Well, Uranus comes along, and now we’ve got a new situation to test out good old Kepler’s laws of planetary motion:
- 1.) Planets move in ellipses with the Sun at one focus.
- 2.) Planets move along that ellipse at such a speed that they sweep out equal areas in equal times.
- 3.) The period of a planet’s orbit squared is proportional to its semimajor axis (i.e., for a circular orbit, the radius) cubed.
Now, because the planets farther out take so much longer to orbit, it took us a long time to test whether Uranus was obeying Kepler’s laws or not. After 60 years, here was the data on Uranus, with Saturn and Jupiter’s orbits also shown.
Moving in an ellipse? Check.
Taking around 84 years to orbit, based on how far it is from the Sun? Check.
But sweeping out equal areas in equal times? No, it didn’t. The planets orbit counterclockwise in the image above. For the first 20 years, it moved too quickly. For the next 20 years, it moved at the right speed, leading many to believe that maybe the early data was flawed. But then for the third 20 year period, it moved too slowly!
The great idea was that, perhaps, there was another planet, even more distant than Uranus, that was affecting the 7th planet’s orbit! Let’s take a look at the first 20 years.
If this new planet were ahead of Uranus in its orbit during this time, it would exert an “extra gravitational pull” in the direction Uranus is moving, causing it to speed up, or move too quickly!
But, being an inner planet, Uranus is bound to catch up.
For around the next 20 years, Uranus would be directly between the Sun and this new planet, so that the extra force would neither cause Uranus to slow down nor speed up. Therefore, it ought to look like it was in perfect agreement with Kepler’s second law.
But then, subsequently, the relative positions would have changed once more.
And with this outer planet behind Uranus now, it should pull backwards, slowing it down.
Two men, two countries, with one idea. But in this case, it would come down to mathematics. Who, working from observations of Uranus’ orbit, could better predict where this new world ought to be, based solely on the laws of gravity?
Adams came up with 6 distinct predictions that varied from one another by up to 12 degrees during the years 1845 and 1846, but none of the British astronomers he contacted — James Challis or George Biddell Airy — were able to locate the proposed planet. (Even though Challis observed it twice in August of 1846, he mistakenly thought it was a star!)
But Le Verrier simply proved to be the better man for this job. After performing his painstaking calculations once, he announced his results publically on August 31, 1846 in front of the French Academy. He then composed a letter detailing his prediction to astronomer Johann Galle at the Berlin Observatory; the letter arrived September 23. That evening, Galle and his assistant, d’Arrest, pointed their telescope towards the exact location Le Verrier predicted.

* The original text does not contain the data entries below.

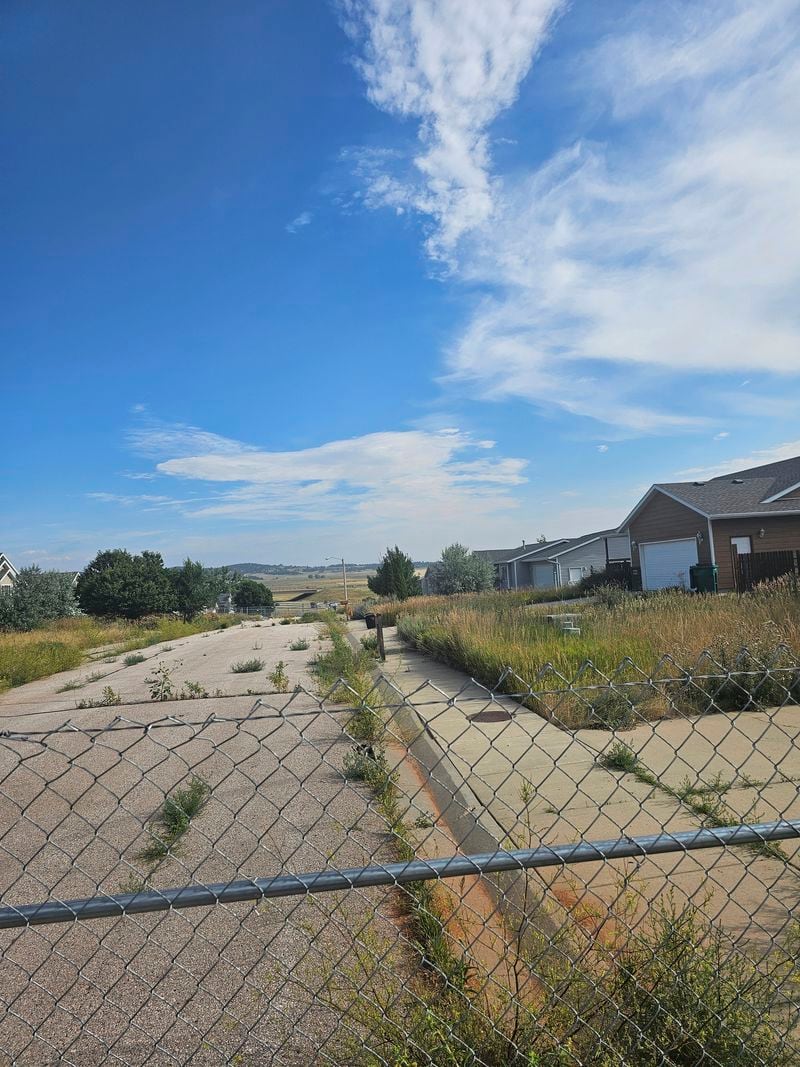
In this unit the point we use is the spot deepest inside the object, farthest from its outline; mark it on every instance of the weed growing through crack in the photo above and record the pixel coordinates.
(109, 698)
(278, 678)
(161, 685)
(620, 757)
(246, 666)
(174, 819)
(192, 690)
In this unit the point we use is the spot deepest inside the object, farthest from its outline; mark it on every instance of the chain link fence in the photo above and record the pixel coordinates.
(411, 876)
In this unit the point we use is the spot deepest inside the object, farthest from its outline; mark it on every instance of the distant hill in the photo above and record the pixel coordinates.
(305, 569)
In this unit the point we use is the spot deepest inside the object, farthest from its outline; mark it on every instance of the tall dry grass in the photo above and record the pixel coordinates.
(63, 643)
(624, 637)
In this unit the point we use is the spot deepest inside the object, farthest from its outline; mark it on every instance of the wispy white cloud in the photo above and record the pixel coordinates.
(453, 66)
(420, 484)
(145, 500)
(618, 268)
(304, 219)
(154, 439)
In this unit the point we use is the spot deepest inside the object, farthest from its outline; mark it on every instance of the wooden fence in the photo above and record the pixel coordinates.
(751, 568)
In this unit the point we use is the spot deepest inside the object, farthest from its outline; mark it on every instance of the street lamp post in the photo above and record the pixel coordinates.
(344, 575)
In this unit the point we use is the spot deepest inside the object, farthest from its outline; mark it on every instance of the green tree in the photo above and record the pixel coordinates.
(252, 593)
(396, 576)
(117, 584)
(461, 571)
(193, 588)
(37, 596)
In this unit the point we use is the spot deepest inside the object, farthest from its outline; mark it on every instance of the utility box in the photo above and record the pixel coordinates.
(703, 577)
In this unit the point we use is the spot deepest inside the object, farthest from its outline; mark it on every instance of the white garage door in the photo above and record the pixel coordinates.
(544, 575)
(666, 563)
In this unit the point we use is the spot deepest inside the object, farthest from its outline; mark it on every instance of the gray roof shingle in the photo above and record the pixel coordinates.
(740, 492)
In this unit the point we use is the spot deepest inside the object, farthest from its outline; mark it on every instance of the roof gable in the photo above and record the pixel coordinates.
(765, 490)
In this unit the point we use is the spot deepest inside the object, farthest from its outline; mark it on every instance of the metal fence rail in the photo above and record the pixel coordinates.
(596, 870)
(393, 874)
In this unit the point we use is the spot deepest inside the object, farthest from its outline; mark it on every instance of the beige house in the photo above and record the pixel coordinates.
(8, 574)
(677, 525)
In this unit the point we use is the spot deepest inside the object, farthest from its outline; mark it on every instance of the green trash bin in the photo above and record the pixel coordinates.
(704, 577)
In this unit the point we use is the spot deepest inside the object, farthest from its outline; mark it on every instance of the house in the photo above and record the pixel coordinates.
(498, 558)
(566, 560)
(9, 574)
(562, 561)
(680, 524)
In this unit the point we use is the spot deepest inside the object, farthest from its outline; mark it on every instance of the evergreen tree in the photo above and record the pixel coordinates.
(193, 589)
(396, 576)
(36, 598)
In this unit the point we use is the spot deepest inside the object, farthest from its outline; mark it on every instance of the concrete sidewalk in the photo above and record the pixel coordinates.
(528, 781)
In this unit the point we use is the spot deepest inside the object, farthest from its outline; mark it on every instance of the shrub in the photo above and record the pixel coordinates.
(246, 666)
(620, 757)
(369, 643)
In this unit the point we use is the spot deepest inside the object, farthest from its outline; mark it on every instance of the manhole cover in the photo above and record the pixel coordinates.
(495, 715)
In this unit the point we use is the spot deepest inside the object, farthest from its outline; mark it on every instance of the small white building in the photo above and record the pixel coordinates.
(9, 574)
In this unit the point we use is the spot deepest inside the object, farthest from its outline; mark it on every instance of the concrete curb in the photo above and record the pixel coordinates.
(456, 801)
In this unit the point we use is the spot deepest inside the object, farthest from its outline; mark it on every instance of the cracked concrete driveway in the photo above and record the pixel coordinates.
(244, 983)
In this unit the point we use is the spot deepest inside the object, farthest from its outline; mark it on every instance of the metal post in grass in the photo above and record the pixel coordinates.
(379, 634)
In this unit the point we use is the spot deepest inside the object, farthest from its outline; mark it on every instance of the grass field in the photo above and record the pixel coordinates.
(624, 637)
(310, 587)
(63, 643)
(321, 586)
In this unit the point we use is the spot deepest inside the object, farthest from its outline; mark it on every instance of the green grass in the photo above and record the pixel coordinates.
(62, 645)
(246, 666)
(752, 642)
(341, 662)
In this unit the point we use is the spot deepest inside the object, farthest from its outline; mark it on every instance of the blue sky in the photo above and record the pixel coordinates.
(301, 279)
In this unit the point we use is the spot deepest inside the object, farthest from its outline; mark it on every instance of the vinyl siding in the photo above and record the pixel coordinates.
(780, 532)
(662, 519)
(589, 556)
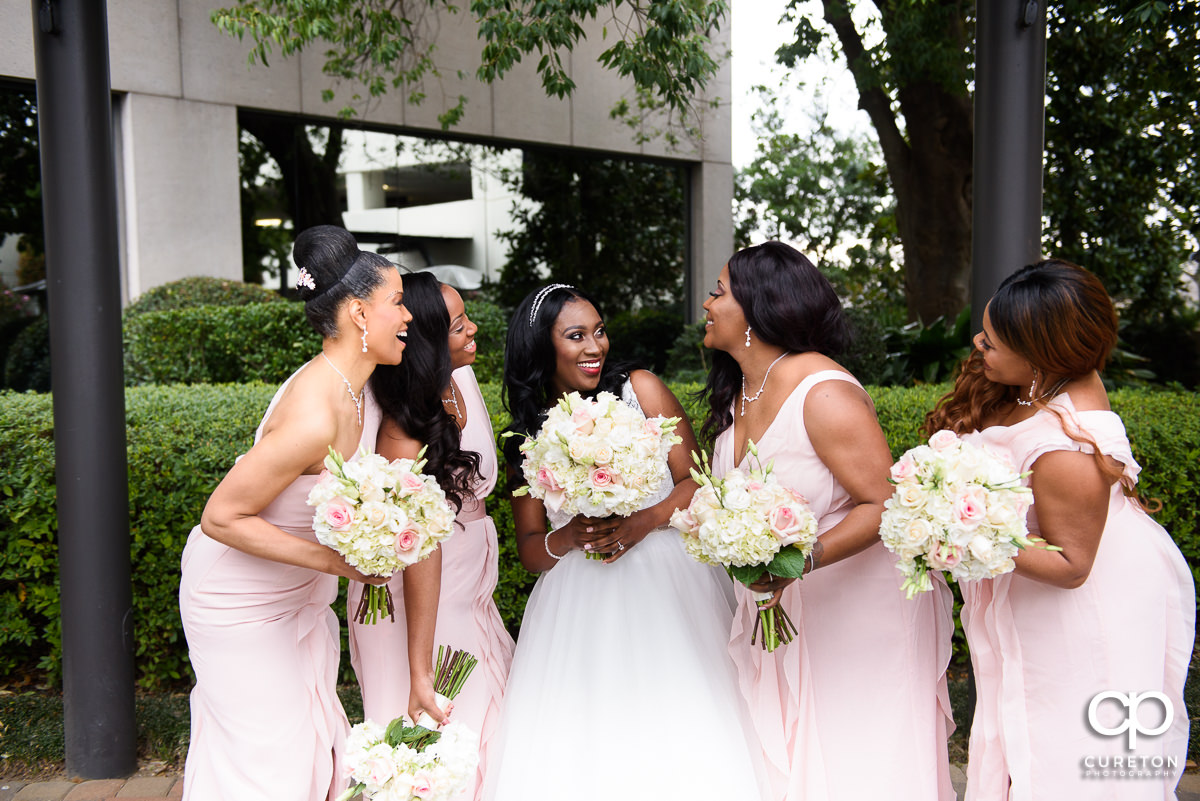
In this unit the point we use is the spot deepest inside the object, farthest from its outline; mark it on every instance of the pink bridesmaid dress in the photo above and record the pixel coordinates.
(267, 722)
(856, 706)
(467, 614)
(1042, 654)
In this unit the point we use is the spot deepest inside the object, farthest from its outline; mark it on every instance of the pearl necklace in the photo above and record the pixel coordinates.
(357, 398)
(759, 393)
(453, 399)
(1049, 393)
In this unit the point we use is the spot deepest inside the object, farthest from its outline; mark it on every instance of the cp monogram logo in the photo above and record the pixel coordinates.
(1132, 723)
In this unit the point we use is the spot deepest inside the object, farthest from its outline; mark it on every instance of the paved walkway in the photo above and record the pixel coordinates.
(155, 788)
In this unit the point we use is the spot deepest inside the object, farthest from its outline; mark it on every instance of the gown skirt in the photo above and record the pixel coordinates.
(1041, 654)
(622, 686)
(267, 722)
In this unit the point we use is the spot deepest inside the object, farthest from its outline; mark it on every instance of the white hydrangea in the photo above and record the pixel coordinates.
(597, 457)
(957, 507)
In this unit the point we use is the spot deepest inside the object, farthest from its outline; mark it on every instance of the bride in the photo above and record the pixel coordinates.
(622, 685)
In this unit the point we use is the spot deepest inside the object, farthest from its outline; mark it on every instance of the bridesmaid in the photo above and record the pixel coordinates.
(856, 706)
(448, 597)
(256, 586)
(1115, 608)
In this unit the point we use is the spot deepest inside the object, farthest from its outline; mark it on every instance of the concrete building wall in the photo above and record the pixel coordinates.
(180, 82)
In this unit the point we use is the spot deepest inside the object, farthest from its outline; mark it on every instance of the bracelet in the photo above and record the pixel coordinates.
(552, 555)
(814, 555)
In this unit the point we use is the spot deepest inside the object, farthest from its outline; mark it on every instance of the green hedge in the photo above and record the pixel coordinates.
(181, 440)
(253, 342)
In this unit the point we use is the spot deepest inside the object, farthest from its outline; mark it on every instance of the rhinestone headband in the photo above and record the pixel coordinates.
(543, 294)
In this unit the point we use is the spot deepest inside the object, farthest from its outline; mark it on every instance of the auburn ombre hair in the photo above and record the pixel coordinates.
(1057, 317)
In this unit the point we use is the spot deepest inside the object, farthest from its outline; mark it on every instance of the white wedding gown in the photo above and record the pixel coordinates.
(622, 685)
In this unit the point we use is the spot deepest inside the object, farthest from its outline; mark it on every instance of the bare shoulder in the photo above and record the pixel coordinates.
(1087, 393)
(394, 443)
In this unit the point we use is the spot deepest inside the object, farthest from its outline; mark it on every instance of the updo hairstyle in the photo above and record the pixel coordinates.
(339, 270)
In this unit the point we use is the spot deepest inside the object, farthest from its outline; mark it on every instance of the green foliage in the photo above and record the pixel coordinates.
(927, 353)
(822, 190)
(201, 290)
(1121, 196)
(688, 357)
(493, 325)
(21, 192)
(384, 44)
(28, 361)
(181, 440)
(180, 443)
(646, 336)
(214, 344)
(612, 227)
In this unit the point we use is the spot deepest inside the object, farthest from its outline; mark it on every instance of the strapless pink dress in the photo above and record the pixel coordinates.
(1042, 654)
(267, 722)
(467, 614)
(856, 706)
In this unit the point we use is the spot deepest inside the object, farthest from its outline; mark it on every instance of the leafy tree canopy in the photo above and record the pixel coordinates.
(389, 44)
(613, 227)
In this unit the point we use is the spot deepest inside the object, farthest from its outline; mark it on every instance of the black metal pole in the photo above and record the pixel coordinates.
(1009, 133)
(83, 285)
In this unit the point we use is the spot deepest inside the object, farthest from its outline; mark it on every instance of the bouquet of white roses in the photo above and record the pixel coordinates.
(750, 524)
(405, 763)
(597, 457)
(381, 516)
(957, 507)
(402, 762)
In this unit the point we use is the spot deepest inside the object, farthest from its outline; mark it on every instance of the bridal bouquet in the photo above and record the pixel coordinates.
(381, 516)
(957, 507)
(750, 524)
(405, 763)
(597, 457)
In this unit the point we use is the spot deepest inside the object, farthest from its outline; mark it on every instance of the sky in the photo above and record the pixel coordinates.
(756, 35)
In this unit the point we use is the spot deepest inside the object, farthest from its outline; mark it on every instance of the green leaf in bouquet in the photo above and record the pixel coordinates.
(748, 574)
(789, 562)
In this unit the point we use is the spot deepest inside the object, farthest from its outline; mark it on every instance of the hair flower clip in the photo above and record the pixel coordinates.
(305, 279)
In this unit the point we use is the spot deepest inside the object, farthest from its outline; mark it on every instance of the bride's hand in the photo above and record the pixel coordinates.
(585, 531)
(628, 533)
(773, 584)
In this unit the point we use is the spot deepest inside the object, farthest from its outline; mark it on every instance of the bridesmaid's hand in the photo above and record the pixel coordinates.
(585, 531)
(339, 566)
(421, 699)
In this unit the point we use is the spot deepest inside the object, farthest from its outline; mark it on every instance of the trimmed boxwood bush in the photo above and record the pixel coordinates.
(217, 344)
(199, 290)
(181, 440)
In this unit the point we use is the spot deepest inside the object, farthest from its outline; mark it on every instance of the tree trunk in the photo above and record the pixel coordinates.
(929, 163)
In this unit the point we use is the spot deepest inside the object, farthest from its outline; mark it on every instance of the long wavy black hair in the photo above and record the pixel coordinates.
(789, 303)
(531, 361)
(411, 392)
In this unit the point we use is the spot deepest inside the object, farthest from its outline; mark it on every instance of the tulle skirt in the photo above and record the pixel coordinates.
(622, 686)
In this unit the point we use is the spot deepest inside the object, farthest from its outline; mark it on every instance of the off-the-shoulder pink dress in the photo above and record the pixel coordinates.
(856, 706)
(1042, 654)
(467, 614)
(267, 722)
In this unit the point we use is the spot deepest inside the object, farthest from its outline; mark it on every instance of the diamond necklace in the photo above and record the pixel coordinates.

And right there, less than 1 degree away from the exact spot Le Verrier predicted, was the new planet: Neptune. So while there are many who contend Adams deserves equal credit for Neptune’s discovery, I am not among them.
And that was nearly 164 years ago. But what you might not know is that, being 30 times farther away from the Sun than Earth is, Neptune takes nearly 165 years to complete a single orbit!
Which means, for the first time since its discovery, Neptune is about to return to the same position in space that it occupied the day it was discovered. And what date will that be?
July 12th or 13th, 2011. (Thanks to Ian for nailing down the date.) An 18 billion mile (28 billion km) journey, for a single Neptunian year, is about to be completed. After nearly 165 complete Earth years, Neptune can finally check off the number “1”.
And for those of you who still think of Pluto as a planet, waiting around for its 248 year orbit to return it to its position at the time of its discovery won’t happen until 2178! It’s taken us a long time to learn so much about where we live in this Universe, so don’t forget this remarkable anniversary!